C'est en Côte d'Ivoire que Denis Gourdin va véritablement révéler son talent d'entrepreneur pédagogue. À Abidjan, ville bouillonnante et cosmopolite, fraîchement auréolée de son titre de championne d'Afrique de football, tout semble possible. Pourtant, la réalité rattrape vite l'enthousiasme. « Les métiers de l'hôtellerie étaient souvent mal perçus, considérés comme peu valorisants », explique-t-il. Il faudra redoubler d'efforts : tables rondes avec les directeurs généraux des grands hôtels, visites professionnelles, multiplication des rencontres avec les acteurs du secteur.
Bâtir des ponts
Parti de 26 étudiants, Denis Gourdin voit aujourd'hui Vatel Abidjan s'imposer progressivement. Le soutien du ministère du Tourisme, incarné par l'honorable Siandou Fofana, s'avère déterminant. Mais ce qui anime véritablement le directeur, ce sont ces instants fugaces et précieux : « Ces regards lumineux le jour de la rentrée, cette fierté des étudiants en recevant leur uniforme, ou encore leur émotion après leur premier stage, lorsqu'ils réalisent qu'ils sont devenus de vrais professionnels. »
« L'Afrique doit devenir actrice de sa propre hospitalité »
C'est sur sa vision du tourisme africain que Denis Gourdin se montre le plus passionné, presque militant. « L'avenir du tourisme en Afrique doit être pensé par et pour les Africains », martèle-t-il avec conviction. Pour lui, le continent ne peut plus se contenter d'être une destination exotique ou écologique aux yeux du monde. « L'Afrique doit devenir un acteur central de l'hospitalité mondiale », insiste-t-il.

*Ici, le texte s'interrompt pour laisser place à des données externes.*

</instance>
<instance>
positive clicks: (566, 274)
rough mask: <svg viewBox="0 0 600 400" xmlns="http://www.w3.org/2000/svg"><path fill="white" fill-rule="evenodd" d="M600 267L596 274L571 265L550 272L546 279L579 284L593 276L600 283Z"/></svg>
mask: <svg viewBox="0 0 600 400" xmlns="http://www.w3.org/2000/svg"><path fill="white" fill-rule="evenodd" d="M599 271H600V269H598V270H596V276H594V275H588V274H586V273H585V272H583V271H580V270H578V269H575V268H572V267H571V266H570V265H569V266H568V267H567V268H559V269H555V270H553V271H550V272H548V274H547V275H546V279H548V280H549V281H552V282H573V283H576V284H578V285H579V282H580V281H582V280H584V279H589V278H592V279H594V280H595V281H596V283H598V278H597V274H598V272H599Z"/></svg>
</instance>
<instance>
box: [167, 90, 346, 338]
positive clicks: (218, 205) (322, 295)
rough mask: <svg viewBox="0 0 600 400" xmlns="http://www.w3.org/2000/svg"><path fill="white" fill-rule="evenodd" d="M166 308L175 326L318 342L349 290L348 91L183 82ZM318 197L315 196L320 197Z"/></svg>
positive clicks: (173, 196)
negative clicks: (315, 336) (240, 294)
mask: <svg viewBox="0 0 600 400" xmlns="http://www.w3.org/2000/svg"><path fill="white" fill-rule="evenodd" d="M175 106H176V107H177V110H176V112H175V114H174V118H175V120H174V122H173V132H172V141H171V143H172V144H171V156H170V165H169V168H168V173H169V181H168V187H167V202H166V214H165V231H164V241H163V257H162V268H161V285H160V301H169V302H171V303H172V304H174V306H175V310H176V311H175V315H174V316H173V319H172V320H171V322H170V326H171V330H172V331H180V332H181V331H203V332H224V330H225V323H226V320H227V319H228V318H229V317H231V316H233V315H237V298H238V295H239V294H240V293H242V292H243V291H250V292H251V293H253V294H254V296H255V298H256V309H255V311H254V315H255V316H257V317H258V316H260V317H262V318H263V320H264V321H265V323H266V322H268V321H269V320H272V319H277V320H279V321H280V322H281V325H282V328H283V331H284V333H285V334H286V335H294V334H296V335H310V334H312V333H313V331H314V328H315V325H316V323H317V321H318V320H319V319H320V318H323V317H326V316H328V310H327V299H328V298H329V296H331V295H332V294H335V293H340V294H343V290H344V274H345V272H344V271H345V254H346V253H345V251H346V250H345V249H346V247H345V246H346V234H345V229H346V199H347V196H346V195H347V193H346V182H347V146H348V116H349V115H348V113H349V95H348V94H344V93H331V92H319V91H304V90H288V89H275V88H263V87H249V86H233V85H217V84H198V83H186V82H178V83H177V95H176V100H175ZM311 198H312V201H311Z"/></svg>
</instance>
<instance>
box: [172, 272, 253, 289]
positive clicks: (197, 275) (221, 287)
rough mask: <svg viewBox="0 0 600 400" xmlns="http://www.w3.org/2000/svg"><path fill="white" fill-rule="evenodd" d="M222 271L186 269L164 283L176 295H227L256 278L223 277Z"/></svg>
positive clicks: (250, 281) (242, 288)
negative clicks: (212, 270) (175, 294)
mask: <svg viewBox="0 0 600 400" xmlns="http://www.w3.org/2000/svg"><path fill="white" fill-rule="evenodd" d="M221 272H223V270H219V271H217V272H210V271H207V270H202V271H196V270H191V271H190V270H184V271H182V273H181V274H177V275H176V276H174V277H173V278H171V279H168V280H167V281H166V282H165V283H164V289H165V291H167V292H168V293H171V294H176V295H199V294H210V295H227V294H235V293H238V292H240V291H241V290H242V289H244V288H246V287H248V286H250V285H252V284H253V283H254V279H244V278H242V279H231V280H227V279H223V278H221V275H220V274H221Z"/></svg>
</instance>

Cette ambition passe, selon lui, par trois piliers essentiels. D'abord, la montée en compétences : former une génération de professionnels capables de rivaliser avec les plus grands acteurs internationaux. Ensuite, la création de standards d'excellence qui, loin de singer les modèles occidentaux, respectent et valorisent les identités locales. « Nous ne devons pas copier, mais créer notre propre modèle d'hospitalité », précise-t-il. Enfin, cultiver la fierté : celle d'une jeunesse africaine consciente de son potentiel et de la richesse de son patrimoine culturel.
« Quand je vois un étudiant de Vatel Abidjan briller à Nîmes, à Paris ou à Dubaï, je me dis que nous sommes sur la bonne voie », confie-t-il. Au-delà des parcours individuels, c'est toute une filière qu'il rêve de voir émerger : un tourisme africain pensé, structuré et dirigé par des Africains, capable de s'inscrire dans les standards mondiaux tout en préservant son authenticité. Un défi de taille, mais que Denis Gourdin aborde avec l'optimisme et la détermination qui le caractérisent.
Maurice, éternelle boussole
Dans cette aventure africaine, Maurice reste sa référence, son point d'ancrage. « Nous écrivons une histoire commune : celle d'une Afrique qui s'ouvre au monde, et d'une île Maurice qui, humblement, apporte son savoir-faire et son esprit d'accueil », résume-t-il. Cette complémentarité entre l'île et le continent africain n'est pas fortuite : elle repose sur des valeurs partagées d'hospitalité et d'ouverture.
En fin de compte, le parcours de Denis Gourdin raconte aussi l'histoire d'un retour aux sources. Un Mauricien qui a quitté son île « avec ses doutes et ses rêves » et qui a trouvé en Afrique une seconde maison. Une aventure humaine et professionnelle qui l'a transformé, dit-il, et dont il reste « à la fois fier et profondément reconnaissant ». L'excellence mauricienne, exportée avec générosité, au service d'une vision panafricaine de l'hospitalité.